When we finally connect with the future, what if the future looks like the present, only with more isolation? What if we are able to link soul to soul, and culturally remove the barriers--the physical barriers, the barriers of physicality, the barriers of thought and dream? Will we learn that so much of the interconnection we seek eludes, and that our dreams and ideals richochet around in our head like misplaced turkey shot?
In my daydream, we conquer our twin daemons of hostility and hopelessness, and create ways to assuage every loneliness. We modify our social conventions, we discover God, we learn there is a meaning to it all. We learn of the afterlife, and the wonder and beauty of it all. But we learn something we did not expect to know. We learn that even when we have the most connection possible in the most poetic way in purest real technicolor, we are still so eternally alone. If the gulf between us is expressed in light years, as if our voyage were a journey to an alien planet, then we learn that no matter how intimate we seem, we are all light years away.
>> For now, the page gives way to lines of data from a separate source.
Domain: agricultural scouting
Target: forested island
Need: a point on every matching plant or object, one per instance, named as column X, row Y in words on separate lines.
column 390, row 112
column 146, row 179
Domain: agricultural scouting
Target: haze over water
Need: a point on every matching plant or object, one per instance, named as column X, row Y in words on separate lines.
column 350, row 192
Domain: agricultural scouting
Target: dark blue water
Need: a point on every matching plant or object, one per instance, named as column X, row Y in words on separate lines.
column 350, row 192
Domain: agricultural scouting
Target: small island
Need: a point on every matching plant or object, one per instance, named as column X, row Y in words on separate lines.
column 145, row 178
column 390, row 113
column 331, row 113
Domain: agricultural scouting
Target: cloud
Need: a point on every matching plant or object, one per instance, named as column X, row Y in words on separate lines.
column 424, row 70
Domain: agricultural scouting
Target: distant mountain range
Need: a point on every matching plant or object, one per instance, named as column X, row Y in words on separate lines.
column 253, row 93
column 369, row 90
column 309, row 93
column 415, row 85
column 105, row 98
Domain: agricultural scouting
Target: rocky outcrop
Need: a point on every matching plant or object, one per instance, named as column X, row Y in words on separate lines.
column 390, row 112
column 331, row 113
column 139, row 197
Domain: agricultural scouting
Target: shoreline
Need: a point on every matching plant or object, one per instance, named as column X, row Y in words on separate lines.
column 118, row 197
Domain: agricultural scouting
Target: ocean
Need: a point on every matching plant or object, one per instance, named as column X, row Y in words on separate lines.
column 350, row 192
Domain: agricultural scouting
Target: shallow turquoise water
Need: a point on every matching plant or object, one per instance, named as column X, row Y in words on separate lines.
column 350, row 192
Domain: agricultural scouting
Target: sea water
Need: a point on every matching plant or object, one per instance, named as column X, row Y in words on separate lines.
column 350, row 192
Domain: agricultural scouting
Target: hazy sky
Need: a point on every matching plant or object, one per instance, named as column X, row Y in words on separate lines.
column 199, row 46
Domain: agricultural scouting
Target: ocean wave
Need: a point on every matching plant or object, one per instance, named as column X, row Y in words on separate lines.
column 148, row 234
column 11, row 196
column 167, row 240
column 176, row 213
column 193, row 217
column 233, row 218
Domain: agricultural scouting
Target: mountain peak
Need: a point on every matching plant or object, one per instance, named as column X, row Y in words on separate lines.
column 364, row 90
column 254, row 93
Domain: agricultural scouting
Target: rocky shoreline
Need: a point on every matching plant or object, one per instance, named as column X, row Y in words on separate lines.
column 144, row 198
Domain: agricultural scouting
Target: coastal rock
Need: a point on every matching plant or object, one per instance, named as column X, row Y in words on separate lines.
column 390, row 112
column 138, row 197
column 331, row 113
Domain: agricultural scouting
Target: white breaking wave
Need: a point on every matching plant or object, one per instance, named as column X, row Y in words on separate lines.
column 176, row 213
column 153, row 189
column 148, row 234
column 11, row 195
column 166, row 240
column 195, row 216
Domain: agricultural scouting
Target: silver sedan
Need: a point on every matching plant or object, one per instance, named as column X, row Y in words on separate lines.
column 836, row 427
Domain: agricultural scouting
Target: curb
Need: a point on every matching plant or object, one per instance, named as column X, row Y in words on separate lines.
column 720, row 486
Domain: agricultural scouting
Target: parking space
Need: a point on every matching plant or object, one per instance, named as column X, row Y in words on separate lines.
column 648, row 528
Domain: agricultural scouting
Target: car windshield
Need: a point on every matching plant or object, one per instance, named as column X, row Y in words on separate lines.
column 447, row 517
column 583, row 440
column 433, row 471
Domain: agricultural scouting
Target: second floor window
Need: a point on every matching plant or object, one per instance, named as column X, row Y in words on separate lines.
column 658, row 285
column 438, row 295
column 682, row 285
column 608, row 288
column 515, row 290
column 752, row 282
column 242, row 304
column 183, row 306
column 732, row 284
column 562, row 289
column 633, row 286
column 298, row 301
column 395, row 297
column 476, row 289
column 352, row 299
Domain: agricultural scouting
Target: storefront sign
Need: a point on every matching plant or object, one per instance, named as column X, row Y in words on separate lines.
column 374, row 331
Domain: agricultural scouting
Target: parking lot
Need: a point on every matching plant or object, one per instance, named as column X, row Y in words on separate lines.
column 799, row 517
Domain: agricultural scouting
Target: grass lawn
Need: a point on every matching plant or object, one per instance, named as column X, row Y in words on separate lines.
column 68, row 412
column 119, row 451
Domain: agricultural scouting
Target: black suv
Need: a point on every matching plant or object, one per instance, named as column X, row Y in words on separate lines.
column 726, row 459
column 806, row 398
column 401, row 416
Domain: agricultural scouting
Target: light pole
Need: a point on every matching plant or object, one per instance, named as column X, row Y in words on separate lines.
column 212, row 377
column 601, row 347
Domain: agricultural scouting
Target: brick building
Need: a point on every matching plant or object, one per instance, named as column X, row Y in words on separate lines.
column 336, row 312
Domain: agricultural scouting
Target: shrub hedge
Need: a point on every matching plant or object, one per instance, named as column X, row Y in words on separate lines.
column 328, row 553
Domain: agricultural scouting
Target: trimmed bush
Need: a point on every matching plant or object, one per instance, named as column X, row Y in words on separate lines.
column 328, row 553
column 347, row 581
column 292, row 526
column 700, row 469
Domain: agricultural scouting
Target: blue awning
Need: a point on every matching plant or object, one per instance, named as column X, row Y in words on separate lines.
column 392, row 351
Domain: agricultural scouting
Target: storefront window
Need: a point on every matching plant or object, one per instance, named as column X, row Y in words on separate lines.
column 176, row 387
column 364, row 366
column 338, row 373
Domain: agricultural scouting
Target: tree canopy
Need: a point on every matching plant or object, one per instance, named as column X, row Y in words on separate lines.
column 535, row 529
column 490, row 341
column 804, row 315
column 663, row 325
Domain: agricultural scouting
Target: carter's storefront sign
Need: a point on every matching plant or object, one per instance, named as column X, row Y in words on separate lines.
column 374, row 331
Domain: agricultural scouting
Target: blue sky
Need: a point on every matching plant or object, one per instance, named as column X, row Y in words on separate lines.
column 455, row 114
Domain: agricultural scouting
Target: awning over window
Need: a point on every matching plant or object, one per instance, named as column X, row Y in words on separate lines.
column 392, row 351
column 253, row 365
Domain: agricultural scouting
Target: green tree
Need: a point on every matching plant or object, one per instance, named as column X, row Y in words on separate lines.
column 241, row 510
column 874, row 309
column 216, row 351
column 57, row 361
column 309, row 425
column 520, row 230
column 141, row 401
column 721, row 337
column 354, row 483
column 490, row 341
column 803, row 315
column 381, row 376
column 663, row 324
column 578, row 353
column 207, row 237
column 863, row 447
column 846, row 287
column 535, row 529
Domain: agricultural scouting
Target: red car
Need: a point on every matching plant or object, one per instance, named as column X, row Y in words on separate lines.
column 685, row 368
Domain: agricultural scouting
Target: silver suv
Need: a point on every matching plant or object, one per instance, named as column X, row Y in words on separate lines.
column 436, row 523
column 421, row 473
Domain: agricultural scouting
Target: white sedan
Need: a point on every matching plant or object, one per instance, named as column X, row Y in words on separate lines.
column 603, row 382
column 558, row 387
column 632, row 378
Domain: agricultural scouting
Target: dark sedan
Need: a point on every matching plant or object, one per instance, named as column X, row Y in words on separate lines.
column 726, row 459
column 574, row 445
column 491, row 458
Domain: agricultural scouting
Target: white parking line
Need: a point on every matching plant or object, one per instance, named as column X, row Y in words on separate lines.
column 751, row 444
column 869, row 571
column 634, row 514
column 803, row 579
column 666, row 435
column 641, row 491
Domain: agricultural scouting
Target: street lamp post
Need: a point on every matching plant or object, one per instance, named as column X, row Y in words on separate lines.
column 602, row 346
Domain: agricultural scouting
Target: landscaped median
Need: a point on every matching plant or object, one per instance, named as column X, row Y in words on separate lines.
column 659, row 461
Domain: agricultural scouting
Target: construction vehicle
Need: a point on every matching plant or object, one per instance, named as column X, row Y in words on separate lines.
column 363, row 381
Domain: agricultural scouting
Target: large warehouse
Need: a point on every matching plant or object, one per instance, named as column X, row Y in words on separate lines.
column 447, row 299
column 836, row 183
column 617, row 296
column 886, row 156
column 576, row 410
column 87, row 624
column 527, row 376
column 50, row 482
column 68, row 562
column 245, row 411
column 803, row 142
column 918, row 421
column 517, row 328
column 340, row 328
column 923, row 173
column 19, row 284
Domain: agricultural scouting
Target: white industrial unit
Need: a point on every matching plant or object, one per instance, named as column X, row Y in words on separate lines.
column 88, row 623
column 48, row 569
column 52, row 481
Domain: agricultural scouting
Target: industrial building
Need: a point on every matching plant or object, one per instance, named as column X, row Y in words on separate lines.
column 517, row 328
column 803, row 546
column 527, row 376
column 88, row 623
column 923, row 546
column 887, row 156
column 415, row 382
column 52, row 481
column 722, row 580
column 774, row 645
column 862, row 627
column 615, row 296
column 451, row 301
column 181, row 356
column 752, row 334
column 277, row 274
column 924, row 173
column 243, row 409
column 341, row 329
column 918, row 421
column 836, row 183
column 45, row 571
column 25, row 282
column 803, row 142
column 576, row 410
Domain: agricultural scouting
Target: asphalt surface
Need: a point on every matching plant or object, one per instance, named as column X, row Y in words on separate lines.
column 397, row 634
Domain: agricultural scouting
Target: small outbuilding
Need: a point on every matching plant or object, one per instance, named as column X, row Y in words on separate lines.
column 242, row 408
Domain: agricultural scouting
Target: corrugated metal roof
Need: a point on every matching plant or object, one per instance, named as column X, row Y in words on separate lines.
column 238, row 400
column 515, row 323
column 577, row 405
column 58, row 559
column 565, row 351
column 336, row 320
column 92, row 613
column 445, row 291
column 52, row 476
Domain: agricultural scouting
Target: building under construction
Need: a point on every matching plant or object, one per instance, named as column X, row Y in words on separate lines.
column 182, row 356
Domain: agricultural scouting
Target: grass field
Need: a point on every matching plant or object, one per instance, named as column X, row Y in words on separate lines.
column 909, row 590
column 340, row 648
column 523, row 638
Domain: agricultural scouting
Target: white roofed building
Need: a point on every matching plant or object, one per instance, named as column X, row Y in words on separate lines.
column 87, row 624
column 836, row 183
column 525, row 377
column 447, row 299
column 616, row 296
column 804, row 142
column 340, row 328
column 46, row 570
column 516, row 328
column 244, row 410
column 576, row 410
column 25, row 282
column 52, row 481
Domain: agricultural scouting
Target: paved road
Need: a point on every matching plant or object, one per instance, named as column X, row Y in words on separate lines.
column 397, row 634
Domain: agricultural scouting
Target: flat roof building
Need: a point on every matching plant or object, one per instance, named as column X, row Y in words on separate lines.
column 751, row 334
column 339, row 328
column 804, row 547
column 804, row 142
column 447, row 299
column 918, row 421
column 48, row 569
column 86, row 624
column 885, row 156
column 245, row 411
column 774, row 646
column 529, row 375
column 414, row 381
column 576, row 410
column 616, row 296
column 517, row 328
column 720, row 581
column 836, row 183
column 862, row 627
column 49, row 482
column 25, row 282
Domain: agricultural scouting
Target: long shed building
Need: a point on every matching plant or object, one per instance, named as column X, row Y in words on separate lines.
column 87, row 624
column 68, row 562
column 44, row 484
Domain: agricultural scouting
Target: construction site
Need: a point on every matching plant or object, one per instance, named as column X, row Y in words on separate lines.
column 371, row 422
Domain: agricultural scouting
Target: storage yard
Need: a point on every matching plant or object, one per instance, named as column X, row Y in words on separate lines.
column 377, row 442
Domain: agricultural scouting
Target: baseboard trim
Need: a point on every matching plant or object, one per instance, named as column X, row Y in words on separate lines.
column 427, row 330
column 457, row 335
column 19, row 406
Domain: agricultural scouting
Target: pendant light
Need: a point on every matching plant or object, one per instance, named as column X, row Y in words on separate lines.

In this construct is there room for Grace? If faith is "the assurance of things hoped for", then might the "fellowship" be the key to bridging those gaps? When our every physical and social need is granted, and we are alone with God, is that God's face we see, or merely a majestic shoulder?
I daydream that I see the answer to a riddle, but the answer is a color, and I am color blind. I imagine that in my head is the Life Eternal, but I forgot the codex and I cannot read the hieroglyphics. We are animals who tell stories, but are the stories our only defense against the dark? Is it the Story itself that is the Comforter?
I fall in love with an alien, only it could not truly be love, because the alien is me (or is it?). I construct the alien in my mind, from the barest shreds of evidence. Every cryptic indicia I read becomes one more projection I can add to my vision. I cannot communicate with the alien, except in the most abstruse language of the inner life. When I looked in the mirror, I do not see my beloved. I only see eyes staring back at me. If blaspheming a Holy Spirit is the only truly mortal sin, is solipsism the sin or the saving grace? Is the self Spirit incarnate, or that which kills the spirit?
I run across a field, and imagine that it has been a field for generations in the past, and will be a field for generations to come. In fact, though, in the past it was a forest, and in the future it will be a church parking lot. The only thing with permanence was my imagination.
What if I could call to a voice that could hear and call back, but never do more than exchange words. Would our exchange be sound, or merely forest?
I planted a "living rock", a lithops plant, in the garden of my soul. It barely grew, and I barely watered it. I learned that another lithops grew on another plain in another place. Do I feel better, or just infinitely more lonely? If my Father's House has many rooms, but no doors, is it still a mansion?
I am ruminative and more than a bit silly tonight. I am so glad I signed up to write this novel.